何処からか声が聞こえる。耳馴染みの良いその声に呼ばれるように、私は目が覚めた。


「あ、起きた」


斜めの前の席に座る夏野君が、こっちを向いて笑っている。
教室内に長く入り込む夕日が夏野君の金髪に当たって、キラキラと綺麗だった。
それはまるで、幻想的なまでに綺麗だった。


「おはよー、星崎。今が何時だか知ってる?」

「う~んと……。

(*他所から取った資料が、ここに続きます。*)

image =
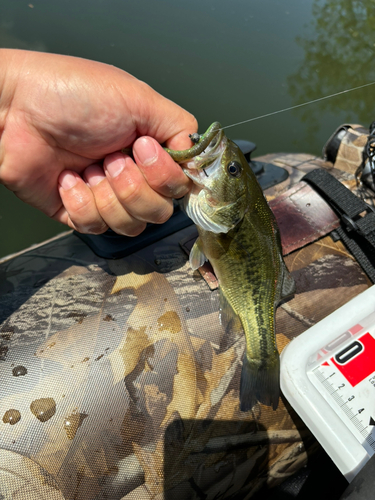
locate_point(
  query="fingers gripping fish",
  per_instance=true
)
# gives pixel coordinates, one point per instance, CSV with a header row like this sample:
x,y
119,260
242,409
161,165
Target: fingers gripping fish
x,y
238,234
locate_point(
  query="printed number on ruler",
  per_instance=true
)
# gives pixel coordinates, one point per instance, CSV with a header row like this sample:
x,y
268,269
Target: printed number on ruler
x,y
344,373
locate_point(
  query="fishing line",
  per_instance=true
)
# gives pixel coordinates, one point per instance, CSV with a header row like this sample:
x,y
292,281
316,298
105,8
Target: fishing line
x,y
298,105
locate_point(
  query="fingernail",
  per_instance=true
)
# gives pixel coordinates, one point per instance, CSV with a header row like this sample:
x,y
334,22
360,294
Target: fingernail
x,y
115,167
146,150
68,180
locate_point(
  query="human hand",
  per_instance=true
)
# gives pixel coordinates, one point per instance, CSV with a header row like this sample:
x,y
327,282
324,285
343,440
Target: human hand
x,y
63,123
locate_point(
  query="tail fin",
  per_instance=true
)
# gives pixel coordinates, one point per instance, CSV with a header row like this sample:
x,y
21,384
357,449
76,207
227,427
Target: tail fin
x,y
260,382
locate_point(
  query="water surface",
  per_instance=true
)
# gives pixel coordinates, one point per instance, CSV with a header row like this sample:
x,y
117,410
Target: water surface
x,y
226,60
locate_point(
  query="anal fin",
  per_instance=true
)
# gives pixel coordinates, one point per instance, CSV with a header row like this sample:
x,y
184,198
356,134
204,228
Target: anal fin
x,y
197,257
260,382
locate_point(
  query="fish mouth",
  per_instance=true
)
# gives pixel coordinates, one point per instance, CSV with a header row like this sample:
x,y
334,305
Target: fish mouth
x,y
200,168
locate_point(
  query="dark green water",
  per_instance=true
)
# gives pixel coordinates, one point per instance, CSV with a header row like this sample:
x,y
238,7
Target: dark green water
x,y
226,60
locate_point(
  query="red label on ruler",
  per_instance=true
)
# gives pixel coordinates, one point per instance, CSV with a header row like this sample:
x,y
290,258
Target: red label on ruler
x,y
357,360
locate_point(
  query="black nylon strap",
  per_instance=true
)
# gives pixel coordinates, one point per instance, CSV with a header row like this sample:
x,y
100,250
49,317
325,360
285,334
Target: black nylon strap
x,y
336,193
357,232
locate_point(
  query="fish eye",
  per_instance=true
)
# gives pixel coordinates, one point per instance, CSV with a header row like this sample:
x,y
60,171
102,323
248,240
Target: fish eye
x,y
234,168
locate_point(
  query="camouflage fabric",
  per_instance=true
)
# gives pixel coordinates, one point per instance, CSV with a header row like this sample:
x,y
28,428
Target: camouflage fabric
x,y
118,381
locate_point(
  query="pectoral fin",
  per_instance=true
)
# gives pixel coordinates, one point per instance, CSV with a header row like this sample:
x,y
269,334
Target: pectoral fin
x,y
197,257
288,286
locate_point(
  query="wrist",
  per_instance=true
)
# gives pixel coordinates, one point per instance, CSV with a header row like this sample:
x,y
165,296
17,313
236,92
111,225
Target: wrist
x,y
10,63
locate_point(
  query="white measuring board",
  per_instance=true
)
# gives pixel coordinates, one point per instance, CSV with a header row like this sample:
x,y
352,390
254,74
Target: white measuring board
x,y
328,376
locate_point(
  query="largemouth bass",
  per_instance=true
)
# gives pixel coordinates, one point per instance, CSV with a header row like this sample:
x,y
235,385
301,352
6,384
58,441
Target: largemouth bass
x,y
238,234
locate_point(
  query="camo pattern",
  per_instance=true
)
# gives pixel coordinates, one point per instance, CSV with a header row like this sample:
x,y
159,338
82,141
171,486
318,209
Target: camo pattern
x,y
126,384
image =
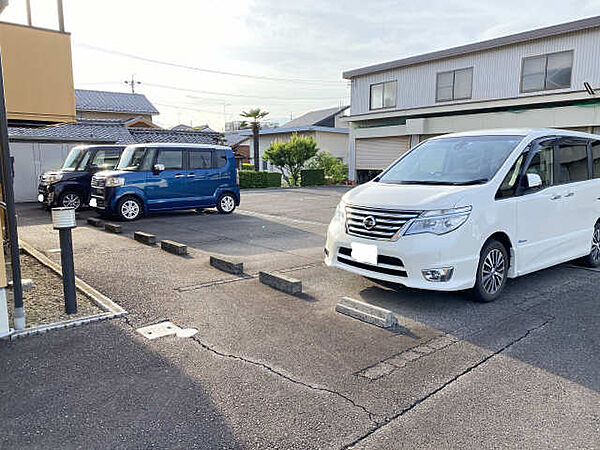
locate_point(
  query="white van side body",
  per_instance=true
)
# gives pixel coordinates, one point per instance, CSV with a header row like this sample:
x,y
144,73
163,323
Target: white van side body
x,y
540,229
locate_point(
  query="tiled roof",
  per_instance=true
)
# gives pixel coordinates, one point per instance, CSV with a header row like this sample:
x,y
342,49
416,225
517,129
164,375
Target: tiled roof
x,y
111,131
86,100
313,117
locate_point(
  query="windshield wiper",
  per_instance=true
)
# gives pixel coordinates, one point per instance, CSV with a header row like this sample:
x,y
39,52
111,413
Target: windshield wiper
x,y
464,183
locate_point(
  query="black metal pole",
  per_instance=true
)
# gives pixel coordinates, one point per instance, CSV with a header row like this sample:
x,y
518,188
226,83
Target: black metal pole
x,y
11,215
66,259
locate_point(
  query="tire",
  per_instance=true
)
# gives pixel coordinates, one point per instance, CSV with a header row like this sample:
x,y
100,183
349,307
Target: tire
x,y
593,259
71,199
130,209
492,272
226,203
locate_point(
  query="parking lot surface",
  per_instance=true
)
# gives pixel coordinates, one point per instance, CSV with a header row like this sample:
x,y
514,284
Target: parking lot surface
x,y
271,370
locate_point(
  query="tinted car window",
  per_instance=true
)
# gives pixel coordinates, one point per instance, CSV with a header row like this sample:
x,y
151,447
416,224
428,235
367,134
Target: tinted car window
x,y
200,159
171,159
220,158
596,159
572,161
509,184
106,158
543,164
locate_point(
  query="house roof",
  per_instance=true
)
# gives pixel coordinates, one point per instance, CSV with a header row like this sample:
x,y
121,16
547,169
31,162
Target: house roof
x,y
104,101
110,131
314,117
540,33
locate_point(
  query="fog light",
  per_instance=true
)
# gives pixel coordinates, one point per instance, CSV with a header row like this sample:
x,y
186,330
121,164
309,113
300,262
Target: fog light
x,y
440,274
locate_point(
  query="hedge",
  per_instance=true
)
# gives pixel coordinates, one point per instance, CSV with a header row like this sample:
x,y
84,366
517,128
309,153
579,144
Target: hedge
x,y
262,179
312,177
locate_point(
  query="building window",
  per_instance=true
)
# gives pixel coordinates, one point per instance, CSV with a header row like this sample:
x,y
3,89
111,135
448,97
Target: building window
x,y
383,95
454,85
551,71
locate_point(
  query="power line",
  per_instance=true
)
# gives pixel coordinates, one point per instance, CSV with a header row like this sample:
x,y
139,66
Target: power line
x,y
197,91
201,69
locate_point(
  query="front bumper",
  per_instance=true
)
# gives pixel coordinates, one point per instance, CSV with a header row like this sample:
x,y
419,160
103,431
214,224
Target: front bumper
x,y
402,261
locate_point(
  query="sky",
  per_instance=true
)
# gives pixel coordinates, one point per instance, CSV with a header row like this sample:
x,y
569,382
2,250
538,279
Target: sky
x,y
203,62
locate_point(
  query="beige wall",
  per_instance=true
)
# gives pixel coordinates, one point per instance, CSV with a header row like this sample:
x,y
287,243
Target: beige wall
x,y
38,74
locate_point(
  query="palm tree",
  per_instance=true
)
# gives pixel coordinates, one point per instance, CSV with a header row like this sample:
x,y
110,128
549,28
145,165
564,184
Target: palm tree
x,y
255,114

うええぇぇぇ!?!?」


夏野君の言葉に腕時計を見て、私は一気に現実に引き戻された。
私の腕時計は五時半を示していて、何かの間違いかと思って教室の壁掛け時計を確認したけど、それでもやっぱり時刻は五時半だった。
五時半って言ったら、六時間目の古典はとうの昔に終わっていて、帰りのHRも教室掃除も終わって、そこから二時間近くも経ってるじゃん!!
我ながら随分と眠ってたなぁ…。ってか、誰も起こしてくれなかったっていうの!?


「よく寝てたな、オマエ。いつから寝てんの?」

「古典の授業の前から…」


私が溜め息混じりに答えると、夏野君は吹き出す。